Capítulo treinta y ocho.

2.8K 209 15
                                    

Bogotá, Diciembre de 2011.

Mis ojos se estaban acostumbrado a la fría penumbra en la que se habían sumergido en el momento en el que perdí el conocimiento. No recordaba demasiado qué sucedió, ni lo que había seguido en consecuencia a ello. Simplemente me había lanzado al vacío con los brazos extendidos sin detenerme a reparar las consecuencias ni qué sucedería en el segundo en el que mis huesos crujiesen contra el duro y gris pavimento.

Todo eso metafóricamente, claro. No sabía qué había sucedido con mi cuerpo físicamente después de que un mareo estruendoso se adueñase de mi cerebro y me obligase a cerrar los ojos.

Sólo recordaba a Juan Pablo llamándome con desesperación. No sabía si había tomado mi rostro y había intentado hacerme despertar a toda costa, pero si ese era el caso, no había funcionado.

Las imágenes efervescentes en mi campo visual aparecían y desaparecían en cuestión de segundos. ¿Era aquello a lo que llamaban el túnel de la vida? ¿Estaba muriéndome?

No.

Tardé en acostumbrarme a la incipiente luz que amenazaba con interrumpir mi pacífico descanso. Me costaba abrir los ojos sin que estos se sintiesen pesados, porque a pesar de que mi estado inconsciente era algo que se había adueñado de mi cuerpo, teóricamente el descanso que se proponía a hacer efecto sobre el mismo era nulo por completo.

Me dolía la cabeza. Sentía la boca reseca y mi anatomía pedía a gritos agua, suero, lo que fuese que la hidratase. No encontré a nadie en el mismo instante en el que mi cuerpo se dignó a despertarse, pero no hacía demasiado reparo en ello, al menos por el momento. Específicamente, porque no tenía siquiera la idea de en donde me encontraba. Mi cerebro aún estaba aún muy adormecido como para alertarse.

Solté un jadeo. El dolor llegó a mi cabeza como un relámpago en una tormenta eléctrica; constante, como si ese fuese su trabajo. Tas, una oleada de dolor. Tas, otra. Palpitaba, continuo, periódico. Volví a jadear, pero el propio sonido de mis lamentos me atormentaba.

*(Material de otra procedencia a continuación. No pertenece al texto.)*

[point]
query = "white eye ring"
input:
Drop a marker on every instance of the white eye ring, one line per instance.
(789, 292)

De repente, la puerta se abrió de par en par, ocasionando que de mis labios se escapase otro poderoso jadeo. La figura masculina que atravesó el marco que dividía ambas habitaciones se abalanzó sobre mí instantáneamente.

—Estás bien. —Susurró, abrazándome como si la vida se le fuese en ello. Sus brazos rodeaban mi dolorida cabeza, pero aquel olor era inconfundible, aunque en aquellos momentos no me alegraba precisamente inhalarlo. Estaba molesta con él. Además, era tan dulce que podía vomitar en cualquier momento. —Estás bien. —Repitió.

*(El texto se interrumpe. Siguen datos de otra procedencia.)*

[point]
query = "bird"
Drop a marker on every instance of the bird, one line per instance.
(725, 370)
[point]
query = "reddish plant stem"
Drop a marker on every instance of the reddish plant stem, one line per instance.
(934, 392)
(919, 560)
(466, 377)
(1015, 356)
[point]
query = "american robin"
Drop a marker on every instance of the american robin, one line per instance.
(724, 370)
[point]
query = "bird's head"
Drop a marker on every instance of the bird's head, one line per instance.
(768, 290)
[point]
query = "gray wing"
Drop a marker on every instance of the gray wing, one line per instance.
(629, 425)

—Supongo. —Intenté contestarle, pero mi voz sonaba ronca y rasposa. Aclaré mi garganta, lo que me recordó que estaba tan seca como si hubiese desocupado mi estómago hacía unos minutos.

—Estás bien. —Repitió, e instantáneamente buscó mi frente, mis mejillas, mi rostro en sí con sus labios. —Virgen del Carmen, el susto que me metiste.

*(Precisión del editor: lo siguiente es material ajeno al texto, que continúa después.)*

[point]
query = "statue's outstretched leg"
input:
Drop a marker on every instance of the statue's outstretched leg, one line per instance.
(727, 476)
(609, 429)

—¿Disculpa? —Carraspeé, apartándolo con suavidad de la cercanía que había impuesto entre ambos. —¿El susto que te di? ¿Y yo qué culpa tengo en todo esto?

Juan Pablo soltó una carcajada, sin poder creer del todo la imagen que se asomaba en frente de sus ojos. Se veía cansado, con las patas de gallo marcadas a pesar de su corta edad. Sus ojos grises se veían atormentados y reflejaban agotamiento, angustia, dolor y, sobre todo, frustración. Pero aquellos sentimientos negativos eran opacados por el alivio de verme bien, de verme viva.

—No puedo creer que después de todo sigas teniendo ganas de discutir. —Soltó, mordiendo su lengua. Evidentemente, lo hacía para picarme un poco, pero no estaba de humor para aquellos juegos. No me sentía del todo bien.